Opioid-based patient controlled analgesia (PCA) provides adequate pain control following spinal surgeries at the expense of increased risk of postoperative nausea and vomiting (PONV). We evaluated the efficacy of dexamethasone added to ramosetron, which is a newly developed five-hydroxytryptamine receptor 3 antagonist with a higher receptor affinity and longer action duration compared to its congeners, on preventing PONV in highly susceptible patients receiving opioid-based IV PCA after spinal surgery.
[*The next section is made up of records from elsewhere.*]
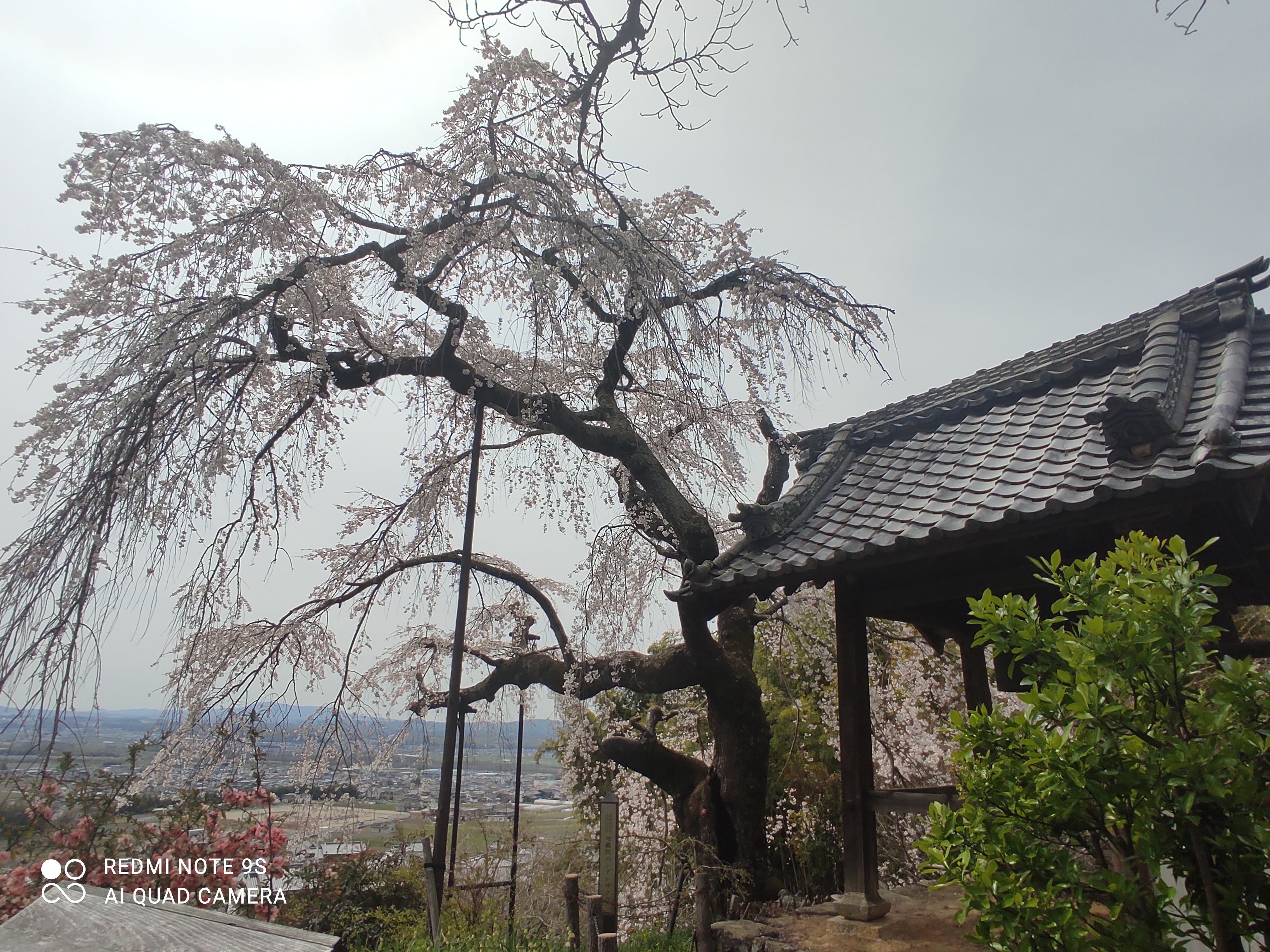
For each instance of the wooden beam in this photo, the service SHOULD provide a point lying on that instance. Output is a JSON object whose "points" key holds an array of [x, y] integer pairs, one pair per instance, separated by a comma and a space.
{"points": [[855, 737], [975, 674]]}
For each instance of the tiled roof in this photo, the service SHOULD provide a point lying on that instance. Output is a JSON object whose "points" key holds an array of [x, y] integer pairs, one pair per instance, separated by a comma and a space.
{"points": [[1163, 399]]}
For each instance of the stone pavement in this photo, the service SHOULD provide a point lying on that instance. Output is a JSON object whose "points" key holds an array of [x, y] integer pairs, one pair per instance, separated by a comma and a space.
{"points": [[920, 921]]}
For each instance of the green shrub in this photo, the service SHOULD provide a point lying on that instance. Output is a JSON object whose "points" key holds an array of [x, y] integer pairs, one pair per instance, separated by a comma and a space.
{"points": [[1138, 749]]}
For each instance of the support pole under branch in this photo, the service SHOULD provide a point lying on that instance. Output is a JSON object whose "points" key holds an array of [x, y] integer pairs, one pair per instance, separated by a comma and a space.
{"points": [[454, 701]]}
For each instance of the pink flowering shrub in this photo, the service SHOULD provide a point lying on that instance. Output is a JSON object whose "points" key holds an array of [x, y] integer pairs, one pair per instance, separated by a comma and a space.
{"points": [[84, 819]]}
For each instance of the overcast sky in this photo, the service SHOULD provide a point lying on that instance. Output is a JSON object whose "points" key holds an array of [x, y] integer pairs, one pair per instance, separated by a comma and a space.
{"points": [[1002, 173]]}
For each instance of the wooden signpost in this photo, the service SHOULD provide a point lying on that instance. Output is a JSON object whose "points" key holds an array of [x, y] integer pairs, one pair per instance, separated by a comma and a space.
{"points": [[609, 862]]}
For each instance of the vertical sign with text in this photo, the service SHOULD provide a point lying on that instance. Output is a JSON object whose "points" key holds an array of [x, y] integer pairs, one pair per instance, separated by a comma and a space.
{"points": [[609, 861]]}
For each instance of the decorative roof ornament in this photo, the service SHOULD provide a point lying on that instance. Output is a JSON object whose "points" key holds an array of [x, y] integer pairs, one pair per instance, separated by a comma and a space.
{"points": [[1161, 400]]}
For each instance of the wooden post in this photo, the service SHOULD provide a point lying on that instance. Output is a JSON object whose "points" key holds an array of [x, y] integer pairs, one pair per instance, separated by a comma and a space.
{"points": [[595, 910], [975, 674], [433, 900], [609, 861], [860, 898], [571, 910], [675, 905]]}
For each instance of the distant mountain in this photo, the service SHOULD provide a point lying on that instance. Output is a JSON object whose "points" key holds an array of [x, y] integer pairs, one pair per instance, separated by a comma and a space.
{"points": [[138, 721]]}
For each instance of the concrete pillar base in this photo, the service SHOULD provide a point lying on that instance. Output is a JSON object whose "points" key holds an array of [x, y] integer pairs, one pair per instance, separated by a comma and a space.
{"points": [[859, 907]]}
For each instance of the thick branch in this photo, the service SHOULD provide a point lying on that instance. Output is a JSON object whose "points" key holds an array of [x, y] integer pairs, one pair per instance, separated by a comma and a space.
{"points": [[479, 564], [679, 775], [648, 674]]}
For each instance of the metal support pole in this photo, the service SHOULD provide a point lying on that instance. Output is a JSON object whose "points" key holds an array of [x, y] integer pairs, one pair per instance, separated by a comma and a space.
{"points": [[516, 818], [572, 899], [459, 794], [456, 660]]}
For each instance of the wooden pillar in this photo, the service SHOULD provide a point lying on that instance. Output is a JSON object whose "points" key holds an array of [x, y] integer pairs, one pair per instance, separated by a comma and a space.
{"points": [[975, 673], [855, 734]]}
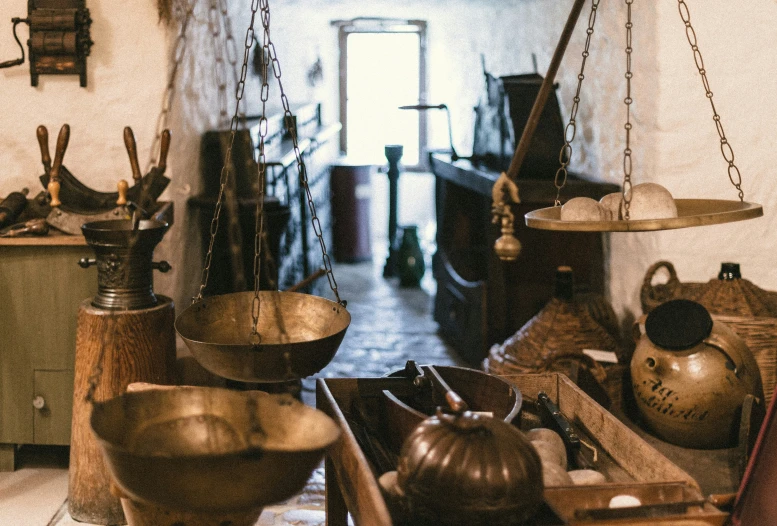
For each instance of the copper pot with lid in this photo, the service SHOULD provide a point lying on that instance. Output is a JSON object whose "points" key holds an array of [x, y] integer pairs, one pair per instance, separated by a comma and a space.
{"points": [[468, 469], [690, 376]]}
One hundred nonsmoking female patients undergoing spinal surgery were randomly allocated to either a ramosetron group (group R) or a ramosetron plus dexamethasone group (group RD)., Normal saline (1 ml) or 5 mg of dexamethasone was injected before anesthetic induction, while at the end of the surgery, ramosetron (0.3 mg) was administered to all patients and fentanyl-based IV PCA was continued for 48 hrs. The incidence and severity of PONV, pain score and the amount of rescue antiemetics were assessed for 48 hours after surgery.

The number of patients with moderate to severe nausea (20 vs. 10, P = 0.029), and overall incidence of vomiting (13 vs. 5, P = 0.037) were significantly lower in the group RD than in the group R, respectively. Rescue antiemetic was used less in the RD group without significance.

Combination of ramosetron and dexamethasone significantly reduced the incidence of moderate to severe nausea and vomiting compared to ramosetron alone in highly susceptible patients receiving opioid-based IV PCA after surgery.